In particular, our two main research questions were:
1) How do password meters affect the composition, guessability, creation process, and memorability of passwords as an addition to user sentiment?
2) What elements of meter design are important?
So, we present the first large-scale experiment on how the visual and scoring aspects of meters affect password properties.
Then, 48 hours after part 1, participants received an email to return to the second part of the study, in which they would re-enter the password and then answer a survey about how they remembered the password, or, as the case may be, didn’t remember the password.Now I’d like to go into our 15 different conditions. The easiest way to think about our 15 different conditions is actually in 4 main groups. First: our control conditions, and I’ll go through all of these in detail in a moment. Then we had conditions with visual differences, some with scoring differences, and some with both visual and scoring differences. Let me start with our two control conditions, which are the conditions to which we compared all of our others. Our first control was having no meter, that is, no feedback on password strength. And our second control condition was having a baseline meter, a standard password meter.

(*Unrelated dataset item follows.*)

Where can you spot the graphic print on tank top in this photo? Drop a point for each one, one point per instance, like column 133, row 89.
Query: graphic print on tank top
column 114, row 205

And we created a standard password meter, this baseline, based on meters used in the wild, on Alexa’s top 100 global websites. I’ll show you exactly how this meter looks and works in a few moments. We designed this meter so that a password consisting of 8 lowercase letters – that is essentially minimally meeting our stated requirements – would only fill one-third of the meter.Higher scores were possible in two main ways: first, having a longer password, so, in many of our conditions having a password with 16 characters, no further restrictions, would fill the password meter. Secondly, you can have a password with more different character classes: so, for instance, in many of our conditions an 8-character password with an uppercase letter, lowercase letter, digit, and symbol, would also fill the meter. Here is how our baseline password meter looked (see left-hand image): this is the page on which participants created their passwords, it’s based on Windows Live’s account creation page. So, they start typing in the password, and you’ll notice there is a visual bar, and this bar is non-segmented, that is, the bar could be filled to any degree, and, basically, after every key press there could be a big change or a small change in the bar. You’ll also notice, above the bar we have a word corresponding to how much of the bar is filled. And this word goes from bad to poor, to fair, to good, and then to excellent. Next to the word we have a suggestion for making the password stronger. For instance: consider adding an uppercase letter or making your password longer (see right-hand image). So, to do a little bit more, we perform a dictionary check against OpenWall’s mangled wordlist, which is a cracking dictionary; and if it’s in this cracking dictionary, we tell them: your password is in our dictionary of common passwords (see left-hand image). And you’ll notice by now: the meter’s been changing color. It gradually changes from red to orange, to yellow, and eventually to green, to the point where they’ll eventually fill up the meter and receive the word “excellent” (see right-hand image).